The textures of the bassoons and other instruments really brings joy and a healthy dose of curiosity and intrigue. There are many points of intrigue that are interwoven in the string beds that play in a major and minor key going back and forth.

The really intriguing parts have to do with the chromatic mediants that are decorated with increasing chromaticism going upward and then resolving in a major tonality as if to say, you’re going from a place of tension to relaxation. It is really great to hear the different reed woodwind groups play across the orchestra. It’s really striking.

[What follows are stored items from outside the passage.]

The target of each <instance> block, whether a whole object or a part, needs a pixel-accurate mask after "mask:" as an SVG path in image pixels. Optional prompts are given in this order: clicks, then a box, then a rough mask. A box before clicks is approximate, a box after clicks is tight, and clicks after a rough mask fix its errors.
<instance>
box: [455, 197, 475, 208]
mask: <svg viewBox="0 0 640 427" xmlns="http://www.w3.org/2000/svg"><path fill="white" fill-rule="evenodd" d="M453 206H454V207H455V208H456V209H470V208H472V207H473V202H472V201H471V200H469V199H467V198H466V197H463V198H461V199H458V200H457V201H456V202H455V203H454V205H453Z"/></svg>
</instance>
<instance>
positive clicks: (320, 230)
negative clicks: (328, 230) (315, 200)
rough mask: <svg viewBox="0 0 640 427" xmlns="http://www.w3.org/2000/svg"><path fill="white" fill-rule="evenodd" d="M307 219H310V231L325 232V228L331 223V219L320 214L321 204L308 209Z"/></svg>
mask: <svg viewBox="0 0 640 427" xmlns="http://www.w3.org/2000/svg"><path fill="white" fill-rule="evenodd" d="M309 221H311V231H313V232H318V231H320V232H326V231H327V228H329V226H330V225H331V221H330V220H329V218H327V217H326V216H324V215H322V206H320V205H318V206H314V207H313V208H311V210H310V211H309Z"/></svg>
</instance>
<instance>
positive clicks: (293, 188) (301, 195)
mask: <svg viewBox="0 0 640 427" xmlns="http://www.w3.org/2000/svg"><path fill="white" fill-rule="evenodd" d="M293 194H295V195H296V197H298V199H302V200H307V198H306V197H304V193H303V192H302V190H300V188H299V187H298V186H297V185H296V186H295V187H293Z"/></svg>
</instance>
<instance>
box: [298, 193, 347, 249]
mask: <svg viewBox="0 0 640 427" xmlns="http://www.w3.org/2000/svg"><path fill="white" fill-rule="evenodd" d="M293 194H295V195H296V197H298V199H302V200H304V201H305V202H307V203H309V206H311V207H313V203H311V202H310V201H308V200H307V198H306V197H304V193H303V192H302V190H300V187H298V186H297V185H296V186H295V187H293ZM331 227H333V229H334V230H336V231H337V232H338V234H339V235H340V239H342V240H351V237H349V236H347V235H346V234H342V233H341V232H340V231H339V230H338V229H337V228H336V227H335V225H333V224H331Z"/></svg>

The brass harmonies display the modes that were so prevalent in the music that Bartok collected and arranged. The tonal harmonies are grouped in fourths, some intervals that would normally be used in Jazz Music which is very interesting to be seen here. All that fancy runs that are in the piece along with the intoxicating harp paint an image that is some reminiscent of the works of Alban Berg. It sounds that it could be dropped right into a classic, black and white movie soundtrack. 

The next movement features the double bass in fourths with a more mystifying sound than the previous movement. We think today that the kind of weird tonalities or harmonies that we hear (for example, the switching back and forth motion of the major and minor thirds of some chords) are so commonplace. Well, they’re not. They came at at time when these harmonies didn’t exist. Bartok was one of the fathers of some of these harmonic devices we find so easy to use and implement today. 

The sweeping dissonant harmonic and melodic frameworks combined with little patches of a resolute major tendencies is symbolism of the time of Bartok. It is sound and sometimes, sound can’t be expressed in mere words. One has to listen to this to get the full experience and to basically live it! Take a listen.